French painter Fouquet was a "curious" artist.

HUMANITIES, January/February 2012, Volume 33, Number 1

Fifteenth-century French painter Jean Fouquet was a curious artist—curious, that is, in the late Middle Ages take on the word. “Curiosity” in those times could refer simply to interests in décor but had a further connotation relating to the care, say, of the curator. So, for artists depicting scenes from the Bible, this meant painting with such attention, precision, and devotion that they inspired awe in the viewer.

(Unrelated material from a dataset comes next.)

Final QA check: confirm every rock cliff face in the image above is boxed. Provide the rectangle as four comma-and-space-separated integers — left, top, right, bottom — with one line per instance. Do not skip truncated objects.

Fouquet painted many scenes, Biblical or otherwise, that inspired awe in the viewer, often with a French twist—inserting a French king, for instance, as one of the wise men in Adoration of the Magi. Other elements of this particular painting are, at first glance, just plain curious. The chateau rising up in the background looks like it’s right out of the Loire Valley, and the pillow and carpet in the foreground, as well as banners in the background, are emblazoned with that most Gallic icon—the fleurs-de-lis.

The representation of the lilies that came to stand as a symbol of the French monarchy by the twelfth century was already in place—it would seem to be the case, at least—at the time of the birth of Jesus of Nazareth. The fleurs-de-lis were there, too, in a Fouquet painting of Charlemagne’s coronation in 800. Fouquet wasn’t the only French medieval painter to use the regnal symbol so freely, but he was by far the one who used it to greatest effect.

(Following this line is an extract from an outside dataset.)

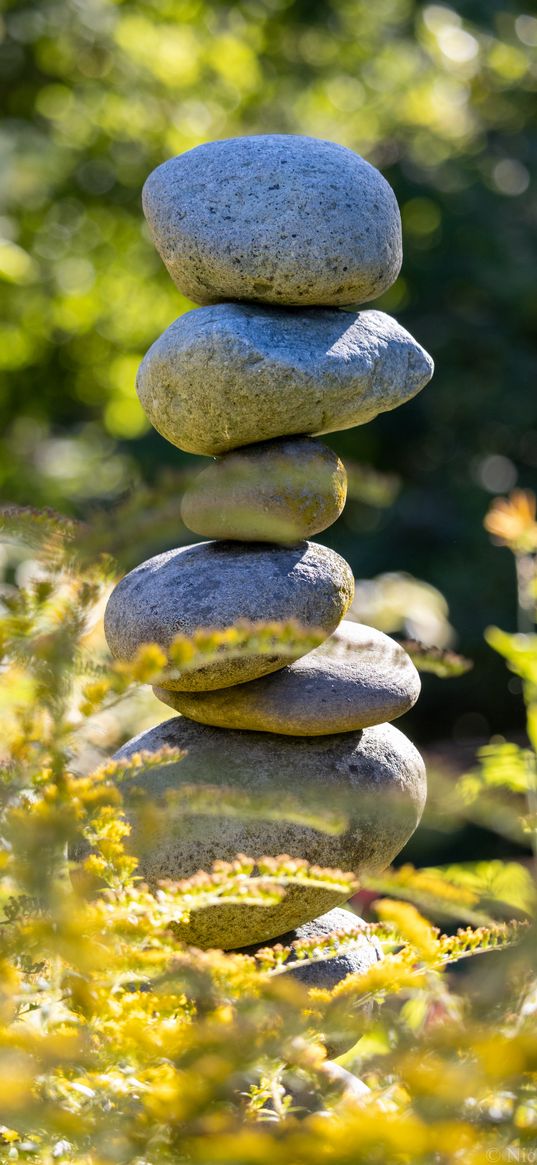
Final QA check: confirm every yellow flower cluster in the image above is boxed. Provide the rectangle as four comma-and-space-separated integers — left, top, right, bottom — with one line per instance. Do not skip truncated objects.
0, 511, 535, 1163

Paging through Erik Inglis’s Jean Fouquet and the Invention of France  (Yale University Press, 2011), one sees that in many different settings—coronations, crusades, courtly activities—the lilies were often present and accounted for. It was a hermit who first received the fleurs-de-lis from an angel descending from heaven. The hermit then passed them on to Clothilde, wife of Clovis, the King of the Franks, who converted to Christianity and ruled Gaul. Clovis in turn received the lilies from Clothilde.This concept of religion royale pervades Fouquet’s work, especially the miniatures that illustrated Grandes Chroniques de France and the Chevalier Hours. As one French dynasty led to another, from Merovingian to Carolingian to Capetian to Valois, religion and royalty were inextricable, with the growing implication that the French were the new chosen ones.

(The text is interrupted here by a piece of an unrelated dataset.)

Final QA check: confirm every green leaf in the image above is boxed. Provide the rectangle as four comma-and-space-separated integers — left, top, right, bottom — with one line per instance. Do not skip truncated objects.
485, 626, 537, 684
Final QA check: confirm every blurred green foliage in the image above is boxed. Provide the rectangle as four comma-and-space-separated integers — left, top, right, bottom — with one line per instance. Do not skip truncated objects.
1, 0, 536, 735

During the Hundred Years’ War, the English, seeing what power the fleurs-de-lis had in France, tried to shore up their claim to the French throne by employing the French symbol on a poster displaying Henry VI’s genealogy. The poster didn’t survive, but mention of it appears on the frontispiece to John Talbot’s Shrewsbury Book. The appropriation of the fleurs-de-lis prompted one miffed Frenchman of the day to lament that the English, uniting genealogy and heraldry so deftly, established their false claims in “the most beautiful and notable books that they could make.”

Inglis’s sumptuously illustrated book on Fouquet, funded in part by a grant from NEH, has much more to say on the painter, plumbing the deep reservoir of his genius—the unifying influence in his work, for instance, of both Flemish and Italian masters—but his hand in creating a French national identity may have been his crowning achievement.